In a rhombus ABCD, the altitude from D to the side AB bisects AB. Find the angles of the rhombus.

Solution:

Given: $A B C D$ is a rhombus, $D E$ is altitude which bisects $A B$ i.e. $A E=E B$

In $\Delta A E D$ and $\Delta B E D$,

$D E=D E$        (Common side)

$\angle D E A=\angle D E B=90^{\circ}$     (Given)

$A E=E B$    (Given)

$\therefore \Delta A E D \cong \Delta B E D$   (By SAS congruence Criteria)

$\Rightarrow A D=B D$      (CPCT)

Also, $A D=A B$      (Sides of rhombus are equal)

$\Rightarrow A D=A B=B D$

Thus, $\Delta A B D$ is an equilateral triangle.

Therefore, $\angle A=60^{\circ}$

$\Rightarrow \angle C=\angle A=60^{\circ}$    (Opposite angles of rhombus are equal)

And, $\angle A B C+\angle B C D=180^{\circ}$   (Adjacent angles of rhombus are supplementary.)

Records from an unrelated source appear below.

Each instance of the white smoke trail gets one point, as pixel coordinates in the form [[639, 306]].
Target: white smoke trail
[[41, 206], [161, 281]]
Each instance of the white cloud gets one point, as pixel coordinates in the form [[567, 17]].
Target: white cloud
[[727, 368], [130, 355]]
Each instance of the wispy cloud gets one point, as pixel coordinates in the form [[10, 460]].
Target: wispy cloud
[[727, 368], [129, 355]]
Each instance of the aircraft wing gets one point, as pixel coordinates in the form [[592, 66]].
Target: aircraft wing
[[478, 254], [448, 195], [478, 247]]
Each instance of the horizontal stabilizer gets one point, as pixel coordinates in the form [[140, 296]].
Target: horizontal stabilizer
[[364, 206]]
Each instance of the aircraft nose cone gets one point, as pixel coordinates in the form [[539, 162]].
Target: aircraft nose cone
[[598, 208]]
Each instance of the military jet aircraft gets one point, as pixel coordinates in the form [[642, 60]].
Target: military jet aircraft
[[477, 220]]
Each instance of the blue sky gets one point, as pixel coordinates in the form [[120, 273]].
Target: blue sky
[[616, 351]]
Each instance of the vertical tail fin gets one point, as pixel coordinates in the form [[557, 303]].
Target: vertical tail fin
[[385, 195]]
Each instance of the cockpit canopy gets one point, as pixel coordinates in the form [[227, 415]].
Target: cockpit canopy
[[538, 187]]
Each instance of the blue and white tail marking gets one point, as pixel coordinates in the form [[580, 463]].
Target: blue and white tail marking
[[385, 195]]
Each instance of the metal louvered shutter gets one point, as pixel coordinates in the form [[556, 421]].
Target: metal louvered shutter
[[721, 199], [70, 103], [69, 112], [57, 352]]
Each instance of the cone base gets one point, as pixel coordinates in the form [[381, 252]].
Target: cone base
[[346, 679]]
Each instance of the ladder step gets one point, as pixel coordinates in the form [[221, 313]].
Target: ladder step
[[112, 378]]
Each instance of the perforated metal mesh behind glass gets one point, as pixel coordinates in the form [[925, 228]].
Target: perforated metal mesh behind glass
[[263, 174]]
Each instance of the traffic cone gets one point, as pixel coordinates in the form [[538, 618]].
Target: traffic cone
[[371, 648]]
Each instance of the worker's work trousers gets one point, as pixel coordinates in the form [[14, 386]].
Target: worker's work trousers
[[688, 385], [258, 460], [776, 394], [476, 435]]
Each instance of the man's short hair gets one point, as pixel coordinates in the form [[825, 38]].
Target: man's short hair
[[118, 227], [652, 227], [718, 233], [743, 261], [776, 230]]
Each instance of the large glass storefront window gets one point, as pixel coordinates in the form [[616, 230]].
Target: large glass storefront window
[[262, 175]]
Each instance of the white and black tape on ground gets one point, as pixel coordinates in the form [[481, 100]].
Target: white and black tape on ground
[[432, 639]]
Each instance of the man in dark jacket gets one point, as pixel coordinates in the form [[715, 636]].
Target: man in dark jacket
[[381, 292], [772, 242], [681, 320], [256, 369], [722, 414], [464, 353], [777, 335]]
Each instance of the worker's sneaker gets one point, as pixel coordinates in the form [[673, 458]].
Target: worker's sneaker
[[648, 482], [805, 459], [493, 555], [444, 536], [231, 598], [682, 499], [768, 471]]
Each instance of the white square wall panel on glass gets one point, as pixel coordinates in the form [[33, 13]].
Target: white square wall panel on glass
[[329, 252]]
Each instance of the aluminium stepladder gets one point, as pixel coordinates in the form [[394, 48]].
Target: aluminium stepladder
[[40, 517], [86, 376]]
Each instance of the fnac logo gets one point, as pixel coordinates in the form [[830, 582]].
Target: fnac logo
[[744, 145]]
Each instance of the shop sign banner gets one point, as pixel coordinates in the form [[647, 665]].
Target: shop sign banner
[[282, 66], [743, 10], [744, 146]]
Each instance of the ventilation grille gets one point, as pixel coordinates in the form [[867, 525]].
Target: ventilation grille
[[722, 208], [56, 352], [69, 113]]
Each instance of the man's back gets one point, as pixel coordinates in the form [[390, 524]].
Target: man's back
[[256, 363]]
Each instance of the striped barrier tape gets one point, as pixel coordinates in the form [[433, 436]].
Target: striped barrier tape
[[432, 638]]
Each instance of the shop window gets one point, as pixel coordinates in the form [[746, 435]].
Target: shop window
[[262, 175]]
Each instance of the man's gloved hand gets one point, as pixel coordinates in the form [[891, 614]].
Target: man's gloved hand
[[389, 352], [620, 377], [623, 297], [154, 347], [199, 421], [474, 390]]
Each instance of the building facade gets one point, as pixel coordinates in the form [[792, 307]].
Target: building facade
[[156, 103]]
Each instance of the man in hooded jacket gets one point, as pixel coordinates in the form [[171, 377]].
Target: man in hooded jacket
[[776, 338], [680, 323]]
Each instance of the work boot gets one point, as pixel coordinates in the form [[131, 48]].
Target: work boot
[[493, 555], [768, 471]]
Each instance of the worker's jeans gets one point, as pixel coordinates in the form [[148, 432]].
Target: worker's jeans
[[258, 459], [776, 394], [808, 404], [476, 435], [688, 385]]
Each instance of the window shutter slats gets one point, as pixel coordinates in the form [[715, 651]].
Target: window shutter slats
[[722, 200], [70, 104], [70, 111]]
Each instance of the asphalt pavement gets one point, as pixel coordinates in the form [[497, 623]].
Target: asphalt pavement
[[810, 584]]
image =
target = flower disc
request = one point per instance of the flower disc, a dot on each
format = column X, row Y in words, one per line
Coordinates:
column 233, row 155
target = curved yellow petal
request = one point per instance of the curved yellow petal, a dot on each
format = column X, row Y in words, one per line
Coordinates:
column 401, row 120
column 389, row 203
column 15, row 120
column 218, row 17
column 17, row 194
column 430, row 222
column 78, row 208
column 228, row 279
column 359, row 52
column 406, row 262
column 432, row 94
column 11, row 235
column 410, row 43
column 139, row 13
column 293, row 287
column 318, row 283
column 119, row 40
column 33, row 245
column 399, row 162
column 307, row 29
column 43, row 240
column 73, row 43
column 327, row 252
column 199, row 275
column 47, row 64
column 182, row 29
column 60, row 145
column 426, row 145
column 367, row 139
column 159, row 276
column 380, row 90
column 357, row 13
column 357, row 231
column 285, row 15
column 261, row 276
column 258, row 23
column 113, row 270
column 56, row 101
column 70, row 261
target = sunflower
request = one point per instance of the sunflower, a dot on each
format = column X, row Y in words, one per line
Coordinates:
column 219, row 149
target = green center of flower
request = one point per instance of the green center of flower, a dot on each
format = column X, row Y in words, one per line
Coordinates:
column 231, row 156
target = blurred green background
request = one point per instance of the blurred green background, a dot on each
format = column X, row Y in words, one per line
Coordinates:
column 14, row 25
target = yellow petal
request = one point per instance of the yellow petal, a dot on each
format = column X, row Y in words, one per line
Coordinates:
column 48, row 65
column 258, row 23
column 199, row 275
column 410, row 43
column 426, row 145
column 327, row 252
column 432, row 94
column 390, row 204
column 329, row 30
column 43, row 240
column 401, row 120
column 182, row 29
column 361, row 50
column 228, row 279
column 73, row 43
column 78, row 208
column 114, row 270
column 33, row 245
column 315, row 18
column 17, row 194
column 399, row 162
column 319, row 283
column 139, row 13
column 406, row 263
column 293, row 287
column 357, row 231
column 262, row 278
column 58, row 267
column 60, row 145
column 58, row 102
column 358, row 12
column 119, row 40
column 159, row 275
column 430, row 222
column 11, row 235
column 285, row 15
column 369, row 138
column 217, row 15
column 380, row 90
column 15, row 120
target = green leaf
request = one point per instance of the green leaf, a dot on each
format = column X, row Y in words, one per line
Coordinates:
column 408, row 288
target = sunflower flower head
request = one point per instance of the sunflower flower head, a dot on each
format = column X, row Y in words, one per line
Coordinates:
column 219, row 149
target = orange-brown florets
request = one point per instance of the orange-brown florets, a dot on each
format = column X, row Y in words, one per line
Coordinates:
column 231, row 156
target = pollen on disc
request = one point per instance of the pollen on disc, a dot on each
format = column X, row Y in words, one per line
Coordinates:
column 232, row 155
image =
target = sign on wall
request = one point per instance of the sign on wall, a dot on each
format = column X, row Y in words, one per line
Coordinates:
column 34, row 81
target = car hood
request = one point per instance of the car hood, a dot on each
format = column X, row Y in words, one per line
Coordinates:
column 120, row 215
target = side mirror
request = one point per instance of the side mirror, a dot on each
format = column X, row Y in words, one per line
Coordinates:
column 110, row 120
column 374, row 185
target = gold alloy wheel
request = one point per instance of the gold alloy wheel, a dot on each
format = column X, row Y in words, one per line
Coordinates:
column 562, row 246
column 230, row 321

$\Rightarrow \angle A B C+60^{\circ}=180^{\circ}$

$\Rightarrow \angle A B C=180^{\circ}-60^{\circ}$

$\Rightarrow \angle A B C=120^{\circ}$

 

$\Rightarrow \angle A D C=\angle A B C=120^{\circ}$

Hence, the angles of rhombus are $60^{\circ}, 120^{\circ}, 60^{\circ}$ and $120^{\circ}$.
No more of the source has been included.